Understanding Segmentation Overview
Understanding Segmentation Overview
In this SD-Access Segmentation overview, we will learn about all concepts that are required for Segmentation in SD-Access fabric.
Virtual network help in achieving isolation between traffic between different VNs. In SD-Access traffic is identified in particular VN by VNI which is present is VNI field of VXLAN header.
This is shown in below figure
SD-Access does not require separate routing table per Virtual network. In SD-Access fabric LISP is used to provide control plane forwarding information. For traffic going external to fabric, border node is used to directly map the VN to VRF instance and isolates communication between them by using separate routing table per VRF.
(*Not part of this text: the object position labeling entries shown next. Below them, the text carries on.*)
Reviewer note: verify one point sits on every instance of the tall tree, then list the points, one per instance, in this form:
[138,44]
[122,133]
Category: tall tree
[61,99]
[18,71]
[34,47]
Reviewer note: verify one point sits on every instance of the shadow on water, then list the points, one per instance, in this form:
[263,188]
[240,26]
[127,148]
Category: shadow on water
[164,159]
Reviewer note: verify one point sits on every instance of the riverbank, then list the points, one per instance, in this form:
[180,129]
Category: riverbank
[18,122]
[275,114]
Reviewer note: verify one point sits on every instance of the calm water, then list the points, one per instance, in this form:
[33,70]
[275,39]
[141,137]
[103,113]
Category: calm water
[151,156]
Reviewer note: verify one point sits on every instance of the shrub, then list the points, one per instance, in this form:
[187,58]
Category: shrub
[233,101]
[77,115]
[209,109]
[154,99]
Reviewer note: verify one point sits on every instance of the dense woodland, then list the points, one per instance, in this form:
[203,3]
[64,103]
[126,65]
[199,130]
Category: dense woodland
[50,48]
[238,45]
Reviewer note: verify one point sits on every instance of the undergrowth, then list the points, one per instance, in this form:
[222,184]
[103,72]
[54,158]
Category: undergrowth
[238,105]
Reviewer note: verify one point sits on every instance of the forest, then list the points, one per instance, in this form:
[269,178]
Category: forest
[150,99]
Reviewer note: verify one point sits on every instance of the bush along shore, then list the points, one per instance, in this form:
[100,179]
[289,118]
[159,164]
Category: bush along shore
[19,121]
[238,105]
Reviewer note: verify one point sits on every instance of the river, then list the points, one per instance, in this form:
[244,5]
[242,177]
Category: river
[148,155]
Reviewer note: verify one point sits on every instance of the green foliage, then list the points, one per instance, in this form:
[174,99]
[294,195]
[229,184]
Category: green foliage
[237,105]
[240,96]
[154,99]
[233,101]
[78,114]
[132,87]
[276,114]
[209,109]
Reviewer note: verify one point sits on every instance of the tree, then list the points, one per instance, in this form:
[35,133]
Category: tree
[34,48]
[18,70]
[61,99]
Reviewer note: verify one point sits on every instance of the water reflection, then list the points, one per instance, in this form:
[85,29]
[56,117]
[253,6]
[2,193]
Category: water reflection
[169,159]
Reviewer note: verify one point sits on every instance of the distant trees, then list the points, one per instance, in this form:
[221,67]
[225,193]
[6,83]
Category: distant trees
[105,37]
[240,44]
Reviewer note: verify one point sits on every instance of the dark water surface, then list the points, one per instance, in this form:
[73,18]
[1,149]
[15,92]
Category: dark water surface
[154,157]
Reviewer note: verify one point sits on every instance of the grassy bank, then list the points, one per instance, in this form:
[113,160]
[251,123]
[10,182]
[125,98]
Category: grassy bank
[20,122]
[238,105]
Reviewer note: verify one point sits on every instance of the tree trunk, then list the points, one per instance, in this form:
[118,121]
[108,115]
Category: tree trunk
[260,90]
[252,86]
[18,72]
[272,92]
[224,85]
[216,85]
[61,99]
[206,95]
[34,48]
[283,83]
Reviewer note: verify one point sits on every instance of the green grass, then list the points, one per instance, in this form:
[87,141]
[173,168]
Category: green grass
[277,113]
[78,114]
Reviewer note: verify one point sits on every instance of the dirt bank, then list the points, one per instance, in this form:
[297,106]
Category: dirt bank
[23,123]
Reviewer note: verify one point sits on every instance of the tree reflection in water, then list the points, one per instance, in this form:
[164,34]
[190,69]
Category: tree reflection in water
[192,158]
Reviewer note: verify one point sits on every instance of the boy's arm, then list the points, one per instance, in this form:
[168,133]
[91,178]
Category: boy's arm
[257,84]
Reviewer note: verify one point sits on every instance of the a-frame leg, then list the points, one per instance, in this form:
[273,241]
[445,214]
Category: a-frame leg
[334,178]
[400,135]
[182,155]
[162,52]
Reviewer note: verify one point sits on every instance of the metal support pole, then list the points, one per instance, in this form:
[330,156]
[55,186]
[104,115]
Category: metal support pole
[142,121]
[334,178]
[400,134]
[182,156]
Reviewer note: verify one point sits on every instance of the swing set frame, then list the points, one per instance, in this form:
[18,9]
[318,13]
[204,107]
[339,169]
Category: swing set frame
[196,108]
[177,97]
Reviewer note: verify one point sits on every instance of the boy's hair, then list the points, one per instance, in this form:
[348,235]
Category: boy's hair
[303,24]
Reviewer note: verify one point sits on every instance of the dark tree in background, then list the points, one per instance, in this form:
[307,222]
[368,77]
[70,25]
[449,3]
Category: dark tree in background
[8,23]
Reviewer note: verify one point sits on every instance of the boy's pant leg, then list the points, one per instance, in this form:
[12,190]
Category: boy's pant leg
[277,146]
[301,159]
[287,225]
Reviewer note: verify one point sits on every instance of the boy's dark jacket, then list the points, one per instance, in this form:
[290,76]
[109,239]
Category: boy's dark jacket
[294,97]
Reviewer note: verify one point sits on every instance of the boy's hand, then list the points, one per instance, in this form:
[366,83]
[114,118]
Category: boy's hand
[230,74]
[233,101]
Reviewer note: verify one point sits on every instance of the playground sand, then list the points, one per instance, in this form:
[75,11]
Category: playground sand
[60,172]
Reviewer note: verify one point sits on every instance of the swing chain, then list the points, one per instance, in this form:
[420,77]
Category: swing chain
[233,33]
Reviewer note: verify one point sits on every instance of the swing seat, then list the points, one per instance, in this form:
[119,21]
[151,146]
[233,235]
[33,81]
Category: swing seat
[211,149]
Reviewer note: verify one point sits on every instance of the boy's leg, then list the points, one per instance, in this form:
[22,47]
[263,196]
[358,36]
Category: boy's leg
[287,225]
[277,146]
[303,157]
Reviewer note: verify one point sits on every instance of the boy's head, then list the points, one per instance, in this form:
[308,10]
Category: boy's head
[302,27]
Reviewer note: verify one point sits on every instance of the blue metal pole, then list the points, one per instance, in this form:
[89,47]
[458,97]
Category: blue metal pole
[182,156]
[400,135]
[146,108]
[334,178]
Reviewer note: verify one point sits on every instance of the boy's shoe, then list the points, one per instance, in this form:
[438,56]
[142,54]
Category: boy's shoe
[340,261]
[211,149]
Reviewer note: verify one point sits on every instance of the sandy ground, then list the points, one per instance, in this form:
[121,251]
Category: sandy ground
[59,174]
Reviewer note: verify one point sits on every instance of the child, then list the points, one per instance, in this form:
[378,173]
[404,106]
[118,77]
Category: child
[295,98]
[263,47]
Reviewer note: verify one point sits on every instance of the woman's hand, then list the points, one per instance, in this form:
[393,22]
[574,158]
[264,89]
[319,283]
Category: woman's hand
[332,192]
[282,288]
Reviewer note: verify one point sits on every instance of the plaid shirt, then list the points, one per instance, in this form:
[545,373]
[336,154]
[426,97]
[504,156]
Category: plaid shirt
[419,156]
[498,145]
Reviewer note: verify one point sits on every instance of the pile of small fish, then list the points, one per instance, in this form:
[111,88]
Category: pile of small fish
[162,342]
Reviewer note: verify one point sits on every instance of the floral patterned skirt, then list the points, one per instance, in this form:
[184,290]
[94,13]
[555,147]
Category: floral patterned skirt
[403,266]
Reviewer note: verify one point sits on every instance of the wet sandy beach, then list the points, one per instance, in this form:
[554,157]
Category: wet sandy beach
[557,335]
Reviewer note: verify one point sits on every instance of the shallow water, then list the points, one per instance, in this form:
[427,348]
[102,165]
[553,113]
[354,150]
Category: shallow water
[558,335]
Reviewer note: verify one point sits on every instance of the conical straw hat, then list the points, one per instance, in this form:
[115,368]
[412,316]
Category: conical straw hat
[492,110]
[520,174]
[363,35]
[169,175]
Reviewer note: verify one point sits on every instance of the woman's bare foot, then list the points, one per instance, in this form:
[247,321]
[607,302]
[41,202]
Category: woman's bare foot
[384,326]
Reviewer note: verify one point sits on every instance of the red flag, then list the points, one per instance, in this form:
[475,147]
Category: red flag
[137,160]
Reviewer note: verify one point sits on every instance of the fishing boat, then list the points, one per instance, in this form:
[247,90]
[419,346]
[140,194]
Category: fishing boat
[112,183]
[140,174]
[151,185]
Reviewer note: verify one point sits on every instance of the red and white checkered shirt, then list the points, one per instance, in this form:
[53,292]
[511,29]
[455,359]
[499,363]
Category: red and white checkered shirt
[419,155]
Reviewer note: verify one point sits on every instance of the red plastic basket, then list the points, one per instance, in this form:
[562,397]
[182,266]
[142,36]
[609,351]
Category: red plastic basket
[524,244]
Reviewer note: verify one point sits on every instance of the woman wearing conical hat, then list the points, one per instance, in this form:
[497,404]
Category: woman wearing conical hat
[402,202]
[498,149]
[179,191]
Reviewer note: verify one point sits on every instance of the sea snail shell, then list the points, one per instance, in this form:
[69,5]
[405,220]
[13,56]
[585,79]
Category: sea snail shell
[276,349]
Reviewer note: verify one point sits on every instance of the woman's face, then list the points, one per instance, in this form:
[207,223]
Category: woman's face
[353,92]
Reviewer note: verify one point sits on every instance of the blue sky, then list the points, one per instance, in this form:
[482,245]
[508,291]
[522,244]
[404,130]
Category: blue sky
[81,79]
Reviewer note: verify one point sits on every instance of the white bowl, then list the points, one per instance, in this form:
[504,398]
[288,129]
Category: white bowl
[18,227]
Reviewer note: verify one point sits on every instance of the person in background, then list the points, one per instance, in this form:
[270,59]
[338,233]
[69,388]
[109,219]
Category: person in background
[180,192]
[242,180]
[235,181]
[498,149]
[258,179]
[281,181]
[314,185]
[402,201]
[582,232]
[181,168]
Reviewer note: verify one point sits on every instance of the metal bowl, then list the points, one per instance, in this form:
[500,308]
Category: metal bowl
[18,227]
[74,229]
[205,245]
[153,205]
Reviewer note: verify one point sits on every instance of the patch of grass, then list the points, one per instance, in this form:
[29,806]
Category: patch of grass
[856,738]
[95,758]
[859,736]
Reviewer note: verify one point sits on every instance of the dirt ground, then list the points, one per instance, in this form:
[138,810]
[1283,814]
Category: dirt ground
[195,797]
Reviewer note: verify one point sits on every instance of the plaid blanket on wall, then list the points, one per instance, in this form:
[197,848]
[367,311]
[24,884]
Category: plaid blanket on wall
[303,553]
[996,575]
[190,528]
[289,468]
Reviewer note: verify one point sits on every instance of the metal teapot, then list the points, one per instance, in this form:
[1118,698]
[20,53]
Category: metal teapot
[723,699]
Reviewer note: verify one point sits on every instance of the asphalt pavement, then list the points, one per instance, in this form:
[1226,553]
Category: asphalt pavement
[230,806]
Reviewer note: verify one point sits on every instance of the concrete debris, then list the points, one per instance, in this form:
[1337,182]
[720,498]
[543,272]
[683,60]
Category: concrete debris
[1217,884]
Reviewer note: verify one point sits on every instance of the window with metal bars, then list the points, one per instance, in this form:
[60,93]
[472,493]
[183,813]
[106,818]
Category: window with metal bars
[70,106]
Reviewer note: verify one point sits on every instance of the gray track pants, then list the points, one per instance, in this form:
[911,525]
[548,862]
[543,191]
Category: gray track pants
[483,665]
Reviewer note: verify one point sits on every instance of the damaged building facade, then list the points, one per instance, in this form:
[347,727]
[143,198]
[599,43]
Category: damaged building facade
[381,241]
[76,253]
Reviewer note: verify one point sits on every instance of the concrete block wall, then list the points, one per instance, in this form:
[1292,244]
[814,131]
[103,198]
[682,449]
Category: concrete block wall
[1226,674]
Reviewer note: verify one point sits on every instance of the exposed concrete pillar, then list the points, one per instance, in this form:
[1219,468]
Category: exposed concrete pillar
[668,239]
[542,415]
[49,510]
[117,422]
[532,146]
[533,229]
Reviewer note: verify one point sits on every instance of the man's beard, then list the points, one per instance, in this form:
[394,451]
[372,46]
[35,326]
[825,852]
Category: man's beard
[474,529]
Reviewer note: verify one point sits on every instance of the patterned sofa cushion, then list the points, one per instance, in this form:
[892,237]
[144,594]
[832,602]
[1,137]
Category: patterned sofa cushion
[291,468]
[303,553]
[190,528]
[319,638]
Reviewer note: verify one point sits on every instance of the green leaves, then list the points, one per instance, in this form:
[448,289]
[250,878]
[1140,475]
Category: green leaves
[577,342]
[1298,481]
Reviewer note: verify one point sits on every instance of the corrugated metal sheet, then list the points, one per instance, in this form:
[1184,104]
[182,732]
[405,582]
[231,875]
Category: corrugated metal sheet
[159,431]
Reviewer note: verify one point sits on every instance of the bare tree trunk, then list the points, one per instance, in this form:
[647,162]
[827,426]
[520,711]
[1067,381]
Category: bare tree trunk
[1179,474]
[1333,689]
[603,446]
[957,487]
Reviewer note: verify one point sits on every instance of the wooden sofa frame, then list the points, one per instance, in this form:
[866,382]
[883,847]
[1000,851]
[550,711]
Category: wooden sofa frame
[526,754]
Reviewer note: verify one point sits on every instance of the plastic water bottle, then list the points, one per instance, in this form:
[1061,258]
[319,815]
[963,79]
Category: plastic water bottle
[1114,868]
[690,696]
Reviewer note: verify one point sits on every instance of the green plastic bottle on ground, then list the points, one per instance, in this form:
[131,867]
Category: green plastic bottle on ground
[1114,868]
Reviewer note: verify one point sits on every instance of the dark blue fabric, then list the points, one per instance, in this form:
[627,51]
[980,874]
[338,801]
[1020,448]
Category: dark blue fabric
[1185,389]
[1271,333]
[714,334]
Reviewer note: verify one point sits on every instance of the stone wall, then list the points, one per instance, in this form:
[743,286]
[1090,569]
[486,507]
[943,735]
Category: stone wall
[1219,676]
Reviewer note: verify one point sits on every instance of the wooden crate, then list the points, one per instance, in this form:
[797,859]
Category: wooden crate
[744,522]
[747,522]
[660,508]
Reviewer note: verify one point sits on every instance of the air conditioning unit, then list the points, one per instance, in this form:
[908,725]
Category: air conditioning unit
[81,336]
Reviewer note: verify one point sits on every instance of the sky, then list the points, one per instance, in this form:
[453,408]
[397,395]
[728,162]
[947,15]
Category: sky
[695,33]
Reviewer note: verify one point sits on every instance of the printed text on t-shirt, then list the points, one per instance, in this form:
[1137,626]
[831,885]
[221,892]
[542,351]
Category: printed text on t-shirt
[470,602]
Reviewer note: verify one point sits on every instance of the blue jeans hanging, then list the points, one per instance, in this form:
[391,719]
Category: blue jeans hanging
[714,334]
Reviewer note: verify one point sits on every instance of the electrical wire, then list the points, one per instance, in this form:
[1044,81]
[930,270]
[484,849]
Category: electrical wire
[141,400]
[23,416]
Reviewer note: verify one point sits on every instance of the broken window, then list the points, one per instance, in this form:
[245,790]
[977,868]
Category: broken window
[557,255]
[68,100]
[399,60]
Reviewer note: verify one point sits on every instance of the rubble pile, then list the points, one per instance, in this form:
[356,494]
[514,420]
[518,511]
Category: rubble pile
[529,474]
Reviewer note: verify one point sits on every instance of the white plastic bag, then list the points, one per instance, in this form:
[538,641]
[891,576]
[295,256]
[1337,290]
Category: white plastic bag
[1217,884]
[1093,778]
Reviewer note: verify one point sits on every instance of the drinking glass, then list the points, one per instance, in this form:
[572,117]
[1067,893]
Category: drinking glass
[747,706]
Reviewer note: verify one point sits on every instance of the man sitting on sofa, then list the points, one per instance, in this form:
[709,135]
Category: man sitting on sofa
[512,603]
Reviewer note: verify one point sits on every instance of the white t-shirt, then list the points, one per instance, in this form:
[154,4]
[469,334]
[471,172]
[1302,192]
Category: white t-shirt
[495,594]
By default DNA Center has a single virtual network called DEFAULT_VN and all endpoints belong to this virtual network. Once the ISE is integrated to DNA Center, default VN is then populated with scalable group from ISE. Now these scalable groups can be used in DEFAULT_VN or new virtual network can be defined.
Scalable Group Tags:
SGTs are 16 bit group identifier which is associated with scalable groups. These Scalable groups are mostly based on business requirement, Functions or Object similarity. By default large number of predefined scalable groups along with associated hexadecimal tag ID is present. A new Scalable Groups along with Tag ID of business choice can also be defined.
DNA Center is used to define SGTs and is used to map Virtual network based on organization requirement. These SGTs are not propagated hop by Hop in SD-Access fabric, but with the help of TrustSec inline tagging, it can be carried within VXLAN header along with VNI.
In SD-Access, Segmentation can be done by two method with help of VN and SGTs.
- Macro Segmentation
- Micro Segmentation.
By Default all Endpoints within VN are able to communicate each other, achieving micro-segmentation with in VN will prevent Endpoints to communicate with each other. Whereas Macro Segmentation means Endpoints will not talk to each other via different VNs. As each VNs has its own routing instance, an external device (Layer 3), non-fabric device commonly called as Fusion router or firewall is used to provide inter-VRF forwarding necessary for communication between different VNs.
At this Fusion router Policy required for communication between VNs and also Policies can be defined at DNA Center and then is enforced for traffic within VNs based on SGTs. These Policies are configured on DNA center will be then sent to ISE via REST API. ISE will then updates policy to the Edge Nodes only whose SGTs are associated with attached device. Enforcement of policies only occurs at egress where destination is attached.
Below figure describes use of fusion Firewall for communication between VNs as well as traffic destined outside to fabric network. The Policies are configured in this FW is based on IP ACL not based on SGTs
In the above figure traffic source from Building A and destined to Campus B or external to fabric, can either be forwarded or dropped based on rules implemented on FW based on SGTs.
With Help of Standard ACL or group based policies with SGTs firewall rules are populated to control traffic between endpoints.
Using TrustSec on Firewall has following benefits.
- It provided ability to define and enforce policies for either externally bound traffic or Inter-VN traffic based on SGTs.
- It helps in propagating tagged traffic beyond SD-Access fabric if Inline tagging is enabled in your network.
When Firewall used to define SGTs based policy or rules, these are called as Scalable Group Firewalls (SGFWs).These SGFW only receives the names and Scalable groups tags value from ISE and don’t receive any actual policies or rules. SGTs based rules are defined locally at SGFW either via CLI or with help of any other management tools.
An important point to note is that, if you want to enforce policy at SGFW using SGTs only, the destination IP-SGT mapping needs to be required also.